Frank William Boreham 1871-1959
A photo F W Boreham took of himself in 1911

Friday, September 21, 2007

Boreham on Comforting the Crushed

F W Boreham, in an essay on the insipid comments made by modern day ‘Job’s comforters’, shares a memorable experience from his childhood:

“We have no right to play with crushed spirits and breaking hearts. 'A person in distress,’ says John Foster, ‘has peculiarly a right not to be trifled with by the application of unadapted expedients; since insufficient consolations but mock him, and deceptive consolations betray him.’”

“I remember very vividly a circumstance of my childhood. It was my first introduction to the problem of human loss, and it profoundly affected me. I chanced to be standing, on a sunny Sunday afternoon, by the gates of the local infirmary. It was visiting day. As I watched the relatives arriving I was struck with the appearance of a big, brawny man from the country. He made no secret of his excitement. He had evidently counted the hours, and had spruced himself up like a village bridegroom for the occasion. He approached the porter: ‘I've come to see my wife, Martha Jennings,’ he said. The porter consulted a book, and then, with what seemed to me brutal abruptness, replied: ‘Martha Jennings is dead!’”

“I saw the bronzed face blanch; I saw the strong man stagger. I watched him as he clung to the iron palings for support, and bowed himself in a passion of weeping.”

“And then, as I stood there, good-natured people, pitying, essayed to comfort him.
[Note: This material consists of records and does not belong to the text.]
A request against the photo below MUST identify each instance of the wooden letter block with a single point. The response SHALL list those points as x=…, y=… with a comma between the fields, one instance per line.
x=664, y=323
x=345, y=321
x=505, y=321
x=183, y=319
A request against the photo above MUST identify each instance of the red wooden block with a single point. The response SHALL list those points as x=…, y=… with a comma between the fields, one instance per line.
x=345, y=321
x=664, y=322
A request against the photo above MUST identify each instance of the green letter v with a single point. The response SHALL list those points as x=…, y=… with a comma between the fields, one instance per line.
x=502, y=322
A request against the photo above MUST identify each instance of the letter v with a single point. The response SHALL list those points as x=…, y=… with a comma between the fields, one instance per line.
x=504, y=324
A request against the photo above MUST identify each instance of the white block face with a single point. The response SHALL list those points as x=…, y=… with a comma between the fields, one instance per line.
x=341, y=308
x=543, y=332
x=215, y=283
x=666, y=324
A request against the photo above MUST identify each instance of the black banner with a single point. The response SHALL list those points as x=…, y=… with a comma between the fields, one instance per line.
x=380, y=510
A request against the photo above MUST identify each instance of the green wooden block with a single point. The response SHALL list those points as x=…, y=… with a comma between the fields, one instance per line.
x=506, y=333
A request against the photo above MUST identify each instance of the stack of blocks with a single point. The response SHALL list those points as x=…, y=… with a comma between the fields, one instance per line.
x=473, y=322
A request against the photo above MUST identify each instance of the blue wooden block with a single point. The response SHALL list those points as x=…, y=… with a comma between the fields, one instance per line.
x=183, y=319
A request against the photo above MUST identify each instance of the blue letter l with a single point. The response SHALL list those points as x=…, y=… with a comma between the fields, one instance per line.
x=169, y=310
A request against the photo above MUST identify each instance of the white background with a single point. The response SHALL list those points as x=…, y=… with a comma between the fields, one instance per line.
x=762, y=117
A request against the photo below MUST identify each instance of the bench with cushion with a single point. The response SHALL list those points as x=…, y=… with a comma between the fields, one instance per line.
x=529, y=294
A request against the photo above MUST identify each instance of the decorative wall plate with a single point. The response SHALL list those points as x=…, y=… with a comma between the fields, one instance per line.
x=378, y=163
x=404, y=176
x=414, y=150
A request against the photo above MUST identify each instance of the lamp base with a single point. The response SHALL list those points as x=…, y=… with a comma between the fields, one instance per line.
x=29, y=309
They rang the changes on the commonplaces. ‘Other friends remain !’ ‘Loss is common to the race!’ But it was of no use: ‘All vacant chaff well meant for grain.’” ….

“I have never entered the chamber of death in all the years of my ministry without recalling the tragedy I witnessed that Sunday afternoon.”

F W Boreham, ‘Ipecacuanha’, The Luggage of Life (London: Charles H Kelly, 1912), 114-115.

Image: “and bowed himself in a passion of weeping.”